Tenho sentido isso sobre autores de injustas críticas de livros. Sobre outros escritores que considero pérfidos e merecedores de algum sofrimento. Senti isso com minha mulher algumas vezes. Uma vez arrisquei um soco despretensioso em meu próprio pai, um "punch" que não acertou, mas que me causou péssimas consequências.
Eu até senti isso do vizinho do outro lado da rua, que, no calor da argumentação sobre nada mais que um latido de cachorro, me bateu no rosto duramente, levando-me (ou assim julguei) a bater até deixá-lo estendido na calçada desamparado. Eu tinha 48 anos quando isso aconteceu -um adulto, de todos os pontos de vista.
Hoje, por promessa, não faço mais esse tipo de coisa, e rezo para que ninguém o faça comigo. Mas bater no rosto ainda é um ato cuja possibilidade eu conservo como idéia -um daqueles inexoráveis fatos pessoais que carregamos na memória profunda e que inventariamos quase todo o dia, e que representam as mais reais, menos inequívocas, realidades a que podemos reivindicar acesso.
Esses fatos são entradas em nossos âmagos, que cada um de nós está sempre compondo com uma profusão de "não estamos contentes". Estranhamente, não penso muito em bater quando assisto a uma luta de boxe atual em que um monte de pancadas acontece.
Boxe parece ser sobre muito mais do que bater -sobre não apanhar, sobre certas tentativas de graça, sobre até mesmo compaixão ou destino ou dignidade. Embora bater no rosto possa ser tudo o que o boxe representa -isso e dinheiro- e seus devotos simplesmente terem moldado suaves mecanismos de linguagem para se defender contra sua dolorosa redundância.

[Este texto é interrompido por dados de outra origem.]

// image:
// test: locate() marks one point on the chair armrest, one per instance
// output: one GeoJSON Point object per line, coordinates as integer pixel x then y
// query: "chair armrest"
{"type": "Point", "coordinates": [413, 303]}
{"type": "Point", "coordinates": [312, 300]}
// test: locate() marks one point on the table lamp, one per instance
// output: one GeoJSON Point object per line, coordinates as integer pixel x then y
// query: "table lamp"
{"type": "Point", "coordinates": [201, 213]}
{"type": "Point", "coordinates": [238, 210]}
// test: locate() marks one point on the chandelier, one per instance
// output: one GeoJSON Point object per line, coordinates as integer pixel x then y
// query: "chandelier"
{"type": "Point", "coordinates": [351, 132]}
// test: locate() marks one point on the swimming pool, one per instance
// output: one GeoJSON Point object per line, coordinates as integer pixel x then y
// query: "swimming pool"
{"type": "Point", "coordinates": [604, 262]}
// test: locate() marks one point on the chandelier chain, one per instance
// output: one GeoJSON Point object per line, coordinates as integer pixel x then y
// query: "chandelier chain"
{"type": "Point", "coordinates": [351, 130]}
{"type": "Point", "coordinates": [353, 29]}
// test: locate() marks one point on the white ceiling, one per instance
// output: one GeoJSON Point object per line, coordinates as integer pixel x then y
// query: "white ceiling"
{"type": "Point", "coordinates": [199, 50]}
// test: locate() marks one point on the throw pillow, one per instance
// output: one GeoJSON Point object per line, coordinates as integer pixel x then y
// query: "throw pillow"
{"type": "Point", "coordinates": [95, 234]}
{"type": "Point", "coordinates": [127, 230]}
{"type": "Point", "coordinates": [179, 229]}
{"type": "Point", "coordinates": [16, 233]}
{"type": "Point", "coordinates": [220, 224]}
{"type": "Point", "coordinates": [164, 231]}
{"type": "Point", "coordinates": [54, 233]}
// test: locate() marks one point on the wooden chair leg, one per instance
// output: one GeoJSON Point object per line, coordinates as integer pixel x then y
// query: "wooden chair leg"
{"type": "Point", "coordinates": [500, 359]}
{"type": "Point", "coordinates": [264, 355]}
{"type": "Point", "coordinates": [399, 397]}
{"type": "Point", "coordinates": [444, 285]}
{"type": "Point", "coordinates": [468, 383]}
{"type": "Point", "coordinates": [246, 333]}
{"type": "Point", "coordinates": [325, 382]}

Isso faz entender por que A.J. Liebling (autor norte-americano) escreveu menos sobre boxe do que sobre boxeadores, e por que ele chamou-o de ciência, e não de arte: porque bater no rosto não é particularmente interessante, visto que carece até mesmo do menor grão de otimismo.
Parte da minha filosofia é que para mim mesmo sou um homem -justo, injusto, desinteressante, estúpido- que poderia estar disposto a bater no rosto. E ainda existem momentos em que isso ou aquilo -alguma animosidade, alguma afronta, uma iniquidade ou malfazejo- acabariam em socos.
Possivelmente sou doentio e violento por dentro, e o que preciso é de terapia ou começar a vida de novo em uma melhor direção.
Ou possivelmente exista só uma mesquinharia no mundo e, como Auden (Wistan Hugh Auden, poeta inglês) escreveu, "não somos nenhum de nós muito bondosos".
Mas aquele pensamento -bater-, emocionante e horroroso ao mesmo tempo, é ainda uma crua, mas importante calibragem para o que é serio para mim, e um guia, ainda que extremo, para como eu poderia confrontar o sério se preciso fosse.
Dessa forma, eu o admito como uma parte de minha dramaturgia interna, e relacionado, como os dramas pessoais e muitas perversões são, a um senso de justiça.
E no final, parece melhor e mais informativo no geral que eu saiba pelo menos esse tanto sobre mim mesmo -e aprender a ter cautela, paciência e empatia- do que absolutamente nada.